The internal combustion hydrogen car has more power and is faster than hydrogen fuel cell electric cars. However, the use of this technology is still in the experimental stage; at the moment, a full tank of hydrogen, in the gaseous state, would last only a few miles before the tank became empty. However, methods are being developed to reduce tank space, such as using liquid hydrogen or by using metal hydrides in the tank.
Many companies are currently researching and developing hydrogen internal combustion engine cars, for example BMW, who has built two models that use liquid hydrogen; the 750hL and the BMW H2R, which broke the speed record for hydrogen cars at 186 mph. Other companies such as General Motors Corp and DaimlerChrysler, are investing in the slower, weaker, but more efficient hydrogen fuel cells instead.
Liquefied Natural Gas (LNG)
Liquefied natural gas (or LNG) is natural gas that has been processed to remove impurities and heavy hydrocarbons and then condensed into a liquid. It has a fraction of the volume of standard natural gas, making it much more cost-efficient to transport over long distances. LNG should not be confused with LPG – Liquid Petroleum Gas.
LNG offers an energy density comparable to petrol and diesel fuels and produces less pollution. However, it must be stored at extremely low temperatures to keep it in its liquid state, making it expensive to store.
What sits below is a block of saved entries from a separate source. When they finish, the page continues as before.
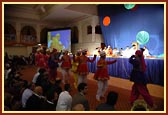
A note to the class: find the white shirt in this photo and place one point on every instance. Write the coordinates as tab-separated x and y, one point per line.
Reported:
64	101
25	96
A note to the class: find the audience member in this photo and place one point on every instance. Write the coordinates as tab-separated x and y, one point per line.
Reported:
109	105
80	98
65	99
139	105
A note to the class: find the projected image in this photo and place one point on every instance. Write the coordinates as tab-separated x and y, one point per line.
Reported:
59	39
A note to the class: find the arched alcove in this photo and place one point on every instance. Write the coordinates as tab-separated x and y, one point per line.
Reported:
9	34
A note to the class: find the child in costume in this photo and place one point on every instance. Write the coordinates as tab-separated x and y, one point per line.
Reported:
101	75
66	66
83	70
75	64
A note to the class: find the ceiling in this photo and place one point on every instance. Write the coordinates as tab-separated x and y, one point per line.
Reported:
63	14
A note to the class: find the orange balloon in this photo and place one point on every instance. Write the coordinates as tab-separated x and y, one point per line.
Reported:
106	21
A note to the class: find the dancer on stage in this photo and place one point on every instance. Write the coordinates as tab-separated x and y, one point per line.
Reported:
101	75
139	79
75	64
53	64
66	65
83	70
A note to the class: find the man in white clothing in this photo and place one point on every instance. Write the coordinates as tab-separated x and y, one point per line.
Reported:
65	99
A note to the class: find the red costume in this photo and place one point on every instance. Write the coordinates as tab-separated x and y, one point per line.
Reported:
83	67
102	70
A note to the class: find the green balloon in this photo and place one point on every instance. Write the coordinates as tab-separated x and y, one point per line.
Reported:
142	37
129	6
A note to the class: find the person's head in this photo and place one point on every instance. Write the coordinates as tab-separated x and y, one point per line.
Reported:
82	87
139	105
139	53
67	87
78	107
78	53
103	54
38	90
84	52
112	98
42	70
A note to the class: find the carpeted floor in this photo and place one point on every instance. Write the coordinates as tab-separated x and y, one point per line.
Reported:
124	93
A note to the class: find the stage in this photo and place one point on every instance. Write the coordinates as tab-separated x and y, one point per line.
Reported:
122	69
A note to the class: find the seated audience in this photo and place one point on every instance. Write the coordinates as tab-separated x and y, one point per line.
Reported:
109	105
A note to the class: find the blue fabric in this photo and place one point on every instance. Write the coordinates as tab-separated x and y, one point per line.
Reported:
122	69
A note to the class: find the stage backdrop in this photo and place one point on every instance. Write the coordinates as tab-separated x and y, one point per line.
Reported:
121	26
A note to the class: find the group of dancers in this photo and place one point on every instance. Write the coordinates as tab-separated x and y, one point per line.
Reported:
78	65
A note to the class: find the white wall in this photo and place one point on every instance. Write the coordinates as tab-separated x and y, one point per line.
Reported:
86	41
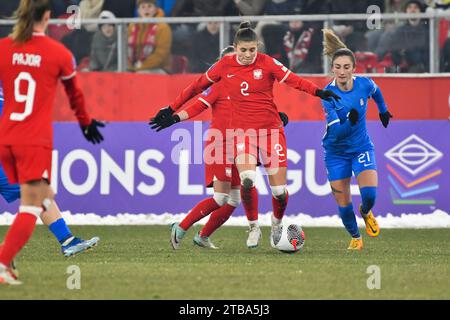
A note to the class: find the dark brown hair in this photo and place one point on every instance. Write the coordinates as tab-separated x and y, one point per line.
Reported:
333	47
29	12
245	33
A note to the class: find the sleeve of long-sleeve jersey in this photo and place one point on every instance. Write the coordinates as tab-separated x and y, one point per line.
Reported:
203	82
204	101
284	75
76	100
375	93
334	126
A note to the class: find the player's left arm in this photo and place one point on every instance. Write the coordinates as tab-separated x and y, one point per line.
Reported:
76	99
284	75
375	93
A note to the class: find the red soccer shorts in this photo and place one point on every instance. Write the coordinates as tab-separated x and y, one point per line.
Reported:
219	164
270	145
23	164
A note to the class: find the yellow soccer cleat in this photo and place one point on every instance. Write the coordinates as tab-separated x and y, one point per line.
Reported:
355	244
372	227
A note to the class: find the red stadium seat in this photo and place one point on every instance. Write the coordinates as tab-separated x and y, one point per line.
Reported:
58	31
179	64
366	62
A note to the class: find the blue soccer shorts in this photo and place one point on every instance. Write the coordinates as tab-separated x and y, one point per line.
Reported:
341	166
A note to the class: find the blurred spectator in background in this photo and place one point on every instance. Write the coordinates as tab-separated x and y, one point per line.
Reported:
149	44
59	7
7	9
79	40
205	48
298	45
120	8
352	32
166	5
90	9
387	27
104	46
409	42
250	7
182	33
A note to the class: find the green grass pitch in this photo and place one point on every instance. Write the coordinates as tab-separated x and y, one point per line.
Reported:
137	262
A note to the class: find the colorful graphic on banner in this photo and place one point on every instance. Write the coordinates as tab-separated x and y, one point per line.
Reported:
414	156
137	170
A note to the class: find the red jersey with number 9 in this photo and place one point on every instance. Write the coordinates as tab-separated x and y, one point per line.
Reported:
29	74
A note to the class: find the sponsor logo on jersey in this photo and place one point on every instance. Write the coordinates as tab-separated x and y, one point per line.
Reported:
257	74
207	91
411	178
278	63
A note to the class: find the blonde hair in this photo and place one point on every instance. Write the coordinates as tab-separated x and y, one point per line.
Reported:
29	12
333	47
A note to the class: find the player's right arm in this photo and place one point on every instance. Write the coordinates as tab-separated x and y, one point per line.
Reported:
76	98
203	82
205	100
334	126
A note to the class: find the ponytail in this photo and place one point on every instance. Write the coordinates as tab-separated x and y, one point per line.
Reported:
245	33
333	47
29	12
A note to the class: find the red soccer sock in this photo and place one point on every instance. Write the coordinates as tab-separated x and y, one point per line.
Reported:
250	203
279	206
18	235
218	218
202	209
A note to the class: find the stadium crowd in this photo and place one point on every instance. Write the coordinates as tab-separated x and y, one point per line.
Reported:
399	46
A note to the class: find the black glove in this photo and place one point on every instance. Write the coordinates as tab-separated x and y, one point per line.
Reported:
164	122
353	116
327	95
384	117
91	132
163	113
284	118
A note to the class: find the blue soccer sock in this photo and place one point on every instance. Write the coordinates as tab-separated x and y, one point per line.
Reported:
368	196
349	220
60	230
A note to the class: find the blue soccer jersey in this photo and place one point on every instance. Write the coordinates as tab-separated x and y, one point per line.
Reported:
357	139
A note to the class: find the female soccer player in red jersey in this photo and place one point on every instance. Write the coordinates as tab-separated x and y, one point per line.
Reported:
220	172
248	78
30	66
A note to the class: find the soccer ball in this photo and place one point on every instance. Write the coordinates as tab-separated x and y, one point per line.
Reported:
289	239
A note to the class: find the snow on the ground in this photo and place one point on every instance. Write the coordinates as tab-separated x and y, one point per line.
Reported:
436	219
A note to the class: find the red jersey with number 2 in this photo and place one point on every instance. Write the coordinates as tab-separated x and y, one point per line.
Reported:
250	88
29	74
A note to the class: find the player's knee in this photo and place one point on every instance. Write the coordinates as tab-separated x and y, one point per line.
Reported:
235	198
248	178
368	196
33	210
220	198
346	211
279	192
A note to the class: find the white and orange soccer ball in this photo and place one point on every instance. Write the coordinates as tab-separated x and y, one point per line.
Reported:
290	238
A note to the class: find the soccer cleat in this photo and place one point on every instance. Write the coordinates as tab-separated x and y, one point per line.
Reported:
275	231
7	276
372	227
78	245
355	244
204	242
254	236
176	235
14	270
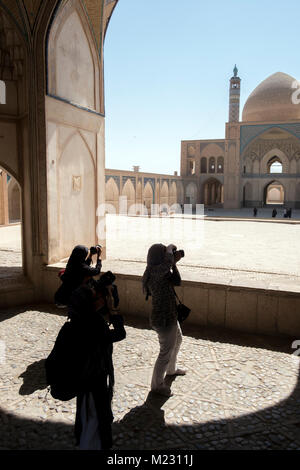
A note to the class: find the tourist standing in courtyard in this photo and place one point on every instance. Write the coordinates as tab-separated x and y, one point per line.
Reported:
160	277
78	271
91	312
274	212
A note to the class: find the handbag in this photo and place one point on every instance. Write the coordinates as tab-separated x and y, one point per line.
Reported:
182	310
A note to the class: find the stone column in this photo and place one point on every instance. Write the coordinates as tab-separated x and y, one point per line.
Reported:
4	215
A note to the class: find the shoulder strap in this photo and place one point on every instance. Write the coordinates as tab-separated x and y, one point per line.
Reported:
176	295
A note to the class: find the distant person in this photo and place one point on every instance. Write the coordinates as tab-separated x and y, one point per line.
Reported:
77	272
159	279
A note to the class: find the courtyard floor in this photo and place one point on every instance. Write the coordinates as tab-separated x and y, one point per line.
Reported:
240	391
260	253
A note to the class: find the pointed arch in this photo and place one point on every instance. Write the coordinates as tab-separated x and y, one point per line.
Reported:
112	193
77	195
148	195
129	191
73	61
274	153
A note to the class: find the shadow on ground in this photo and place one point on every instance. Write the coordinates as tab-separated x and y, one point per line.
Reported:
144	427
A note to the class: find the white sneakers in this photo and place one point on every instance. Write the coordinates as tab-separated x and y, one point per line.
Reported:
178	372
163	390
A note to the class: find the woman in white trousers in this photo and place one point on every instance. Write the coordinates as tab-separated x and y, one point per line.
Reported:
160	277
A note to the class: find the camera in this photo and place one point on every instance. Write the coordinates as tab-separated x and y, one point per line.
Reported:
181	252
94	249
107	279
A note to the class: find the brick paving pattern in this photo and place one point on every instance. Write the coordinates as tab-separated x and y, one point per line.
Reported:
240	391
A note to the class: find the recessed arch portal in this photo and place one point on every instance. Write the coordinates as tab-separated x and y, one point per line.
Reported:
274	193
213	192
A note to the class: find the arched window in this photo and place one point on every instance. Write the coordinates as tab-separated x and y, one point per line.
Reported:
2	92
274	165
203	165
212	165
192	167
220	165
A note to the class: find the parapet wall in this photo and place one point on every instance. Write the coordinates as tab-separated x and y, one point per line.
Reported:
244	309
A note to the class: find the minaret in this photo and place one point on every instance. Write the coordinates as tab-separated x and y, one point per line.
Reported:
234	97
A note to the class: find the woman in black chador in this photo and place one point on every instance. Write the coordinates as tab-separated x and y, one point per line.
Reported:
78	271
91	312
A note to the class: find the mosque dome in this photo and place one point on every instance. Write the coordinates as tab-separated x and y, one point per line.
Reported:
272	100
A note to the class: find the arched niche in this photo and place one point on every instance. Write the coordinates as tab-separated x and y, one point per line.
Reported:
213	192
274	154
148	195
203	165
76	189
274	193
256	166
164	193
112	193
14	200
129	191
180	192
298	195
293	166
173	193
248	165
191	194
247	194
73	61
2	92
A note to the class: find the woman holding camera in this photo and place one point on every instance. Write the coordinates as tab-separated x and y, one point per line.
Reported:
77	272
92	310
160	277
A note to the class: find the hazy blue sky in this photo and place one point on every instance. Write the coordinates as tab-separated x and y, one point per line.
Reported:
168	65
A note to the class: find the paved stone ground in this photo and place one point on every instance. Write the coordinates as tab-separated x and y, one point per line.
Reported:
240	391
219	250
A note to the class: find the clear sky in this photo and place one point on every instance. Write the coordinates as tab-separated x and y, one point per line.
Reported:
168	65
Liquid Petroleum Gas (LPG)
LPG, or Liquefied Petroleum Gas, is a mixture of hydrocarbon gases manufactured during the refining of crude oil, or extracted from oil or gas streams as they emerge from the ground. Also known as Autogas, LPG is widely used as an environmentally friendly automotive fuel, as it produces significantly less emissions than petrol (including carbon monoxide, carbon dioxide, hydrocarbons and oxides of nitrogen). LPG also emits 90% less particulates, in weight, than diesel engines.
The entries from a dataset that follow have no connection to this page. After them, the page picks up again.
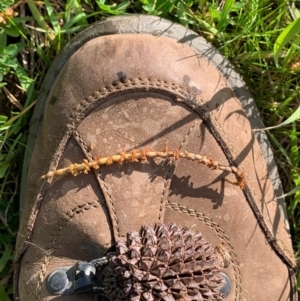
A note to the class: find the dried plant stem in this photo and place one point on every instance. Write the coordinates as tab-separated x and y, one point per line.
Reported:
142	156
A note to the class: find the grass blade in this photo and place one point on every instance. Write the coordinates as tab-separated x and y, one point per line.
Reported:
295	116
286	37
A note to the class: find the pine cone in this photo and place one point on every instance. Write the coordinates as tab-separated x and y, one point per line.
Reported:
162	264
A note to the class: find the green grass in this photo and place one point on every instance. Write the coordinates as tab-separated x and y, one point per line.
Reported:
260	37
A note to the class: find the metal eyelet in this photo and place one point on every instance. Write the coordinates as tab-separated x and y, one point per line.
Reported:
225	289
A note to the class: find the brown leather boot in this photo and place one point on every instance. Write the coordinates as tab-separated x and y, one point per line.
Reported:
175	197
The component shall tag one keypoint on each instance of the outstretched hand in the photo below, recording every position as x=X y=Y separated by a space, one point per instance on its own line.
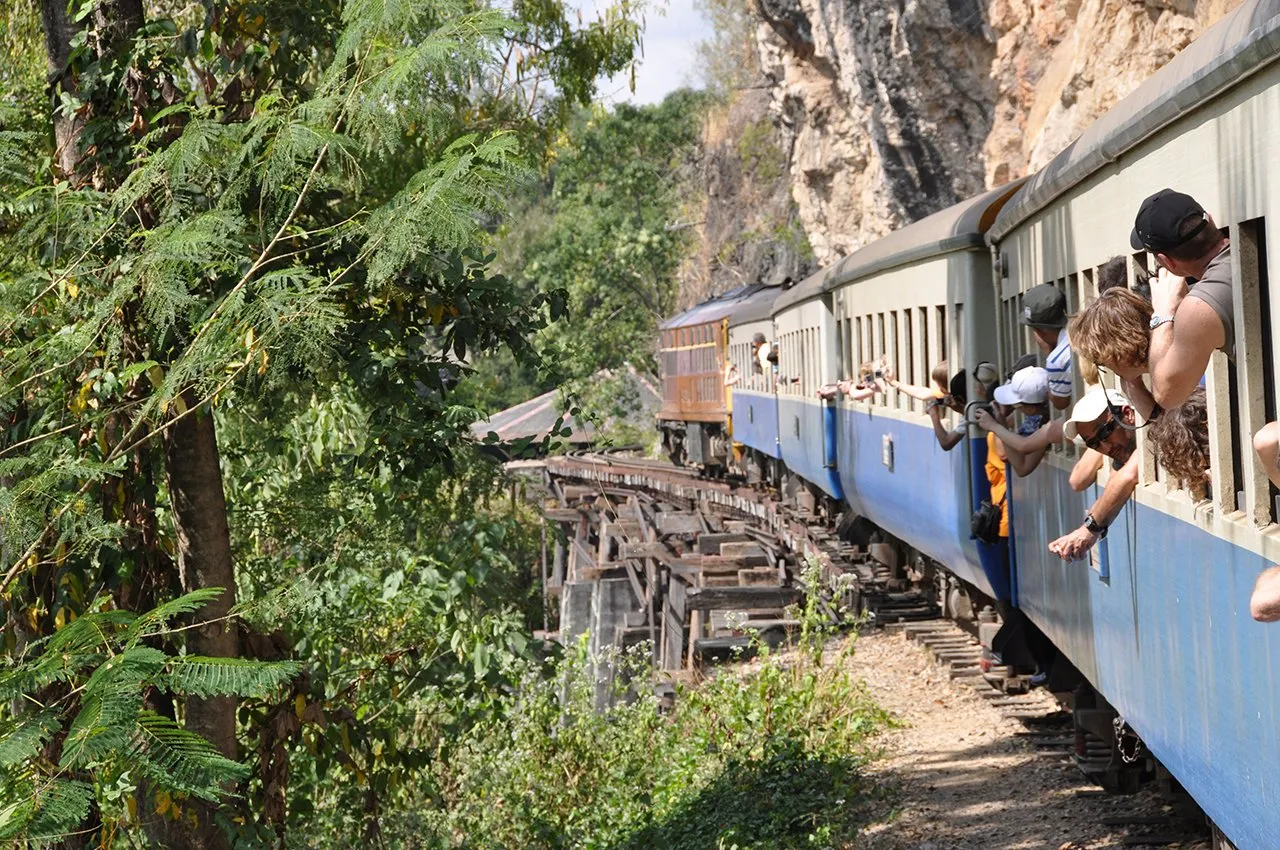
x=1074 y=545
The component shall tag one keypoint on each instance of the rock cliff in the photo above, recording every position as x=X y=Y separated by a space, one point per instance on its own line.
x=888 y=110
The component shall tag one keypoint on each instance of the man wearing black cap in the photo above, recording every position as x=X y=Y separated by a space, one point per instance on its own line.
x=1187 y=324
x=1045 y=312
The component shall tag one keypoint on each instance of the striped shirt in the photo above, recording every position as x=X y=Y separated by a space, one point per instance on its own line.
x=1059 y=368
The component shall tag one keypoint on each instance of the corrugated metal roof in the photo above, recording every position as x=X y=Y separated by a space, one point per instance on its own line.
x=803 y=291
x=716 y=307
x=757 y=307
x=1240 y=44
x=536 y=416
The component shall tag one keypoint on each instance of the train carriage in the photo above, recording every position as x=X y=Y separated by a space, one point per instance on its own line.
x=696 y=408
x=807 y=360
x=1160 y=620
x=754 y=401
x=917 y=296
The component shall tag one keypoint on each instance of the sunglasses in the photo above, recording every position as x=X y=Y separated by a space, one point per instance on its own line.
x=1115 y=416
x=1101 y=435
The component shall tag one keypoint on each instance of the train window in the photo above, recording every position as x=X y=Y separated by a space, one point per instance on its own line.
x=895 y=360
x=868 y=343
x=840 y=351
x=944 y=351
x=846 y=353
x=924 y=339
x=909 y=374
x=1255 y=392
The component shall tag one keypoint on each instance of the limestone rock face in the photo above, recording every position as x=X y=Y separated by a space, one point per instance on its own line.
x=894 y=109
x=740 y=201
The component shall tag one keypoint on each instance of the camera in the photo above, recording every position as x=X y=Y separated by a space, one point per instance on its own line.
x=984 y=406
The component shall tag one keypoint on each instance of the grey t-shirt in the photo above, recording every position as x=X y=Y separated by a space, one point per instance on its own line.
x=1215 y=289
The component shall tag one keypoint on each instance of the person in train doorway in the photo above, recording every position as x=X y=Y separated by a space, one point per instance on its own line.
x=1104 y=423
x=949 y=392
x=760 y=350
x=1174 y=334
x=1027 y=392
x=1045 y=312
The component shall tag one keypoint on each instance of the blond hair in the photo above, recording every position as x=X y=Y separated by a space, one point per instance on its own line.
x=1114 y=330
x=941 y=375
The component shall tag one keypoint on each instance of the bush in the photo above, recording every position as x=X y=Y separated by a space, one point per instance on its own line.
x=763 y=757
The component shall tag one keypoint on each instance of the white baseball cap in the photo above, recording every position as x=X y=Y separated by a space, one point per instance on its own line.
x=1027 y=387
x=1091 y=407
In the UK, autogas consists principally of propane, and is the third most-used fuel after petrol and diesel. The Government has offered a range of incentives to encourage motorists to convert to LPG, including lower vehicle excise duty (road tax) and company car tax. LPG is also relatively inexpensive to buy (about half the price of petrol), as it attracts a lower fuel duty. However, this cheaper price is off-set slightly by the fact that cars achieve 80% fewer miles per gallon with LPG than they would with petrol or diesel.
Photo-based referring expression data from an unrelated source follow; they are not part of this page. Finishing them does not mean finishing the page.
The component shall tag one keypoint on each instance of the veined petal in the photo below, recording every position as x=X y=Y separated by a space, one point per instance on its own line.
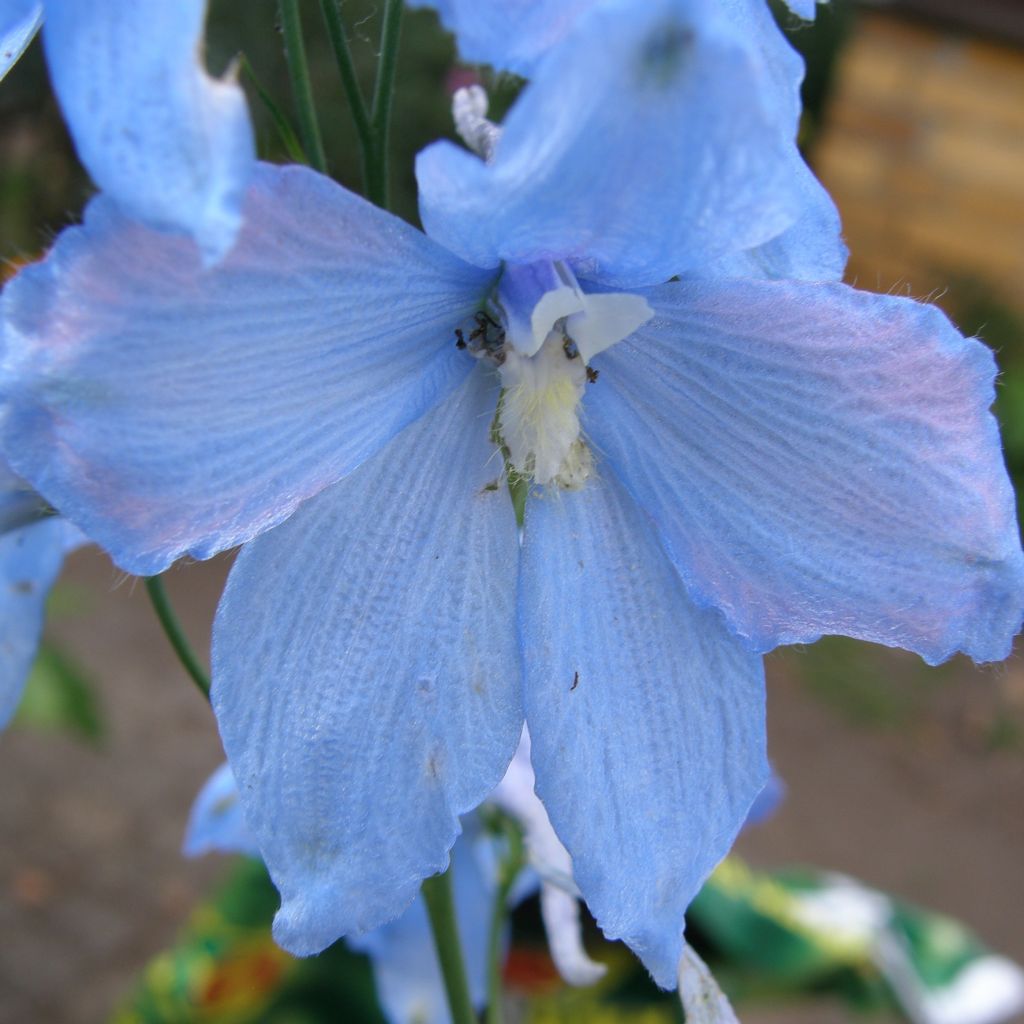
x=171 y=144
x=18 y=25
x=811 y=249
x=166 y=409
x=511 y=35
x=30 y=561
x=366 y=673
x=409 y=981
x=19 y=505
x=644 y=145
x=646 y=716
x=819 y=460
x=215 y=822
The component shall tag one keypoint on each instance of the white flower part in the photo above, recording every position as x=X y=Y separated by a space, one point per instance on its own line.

Most cars powered by LPG iare hybrid vehicles, with tanks for both LPG and petrol. These vehicles are designed to start up using the petrol system, after which the gas system cuts in and takes over. There are a number of these hybrid cars available commercially available, including the Volvo S80, the Vauxhall Corsa and the Mitsubishi Shogun, amongst many others. The majority of standard petrol vehicles can also be converted to use LPG for around $2000; a second independent fuel system with its own tank is added to the car, often in place of the spare wheel or underneath the vehicle.
A solar car is an electric vehicle powered by energy obtained from solar panels (also known as photovoltaic cells) fixed on the car. However, although the idea of a solar powered car is an attractive one (no fuel to buy and no emissions), solar cells generally produce too little power to run a full-sized electric car, producing only about 1,500 watts, which is enough to power a hairdryer. Although the cells can be used to run prototype cars, these vehicles are usually are extremely light (approximately 180 kg) and would not be strong enough to protect a driver in an accident with another vehicle.
Although solar cars are not currently a practical form of transportation, they are often raced in competitions, such as the World Solar Challenge – a 3,021 km race across the centre of Australia from Darwin to Adelaide. Competitors include entries from universities keen to develop their students’ technological and engineering skills, along with professional teams such as Honda and GM.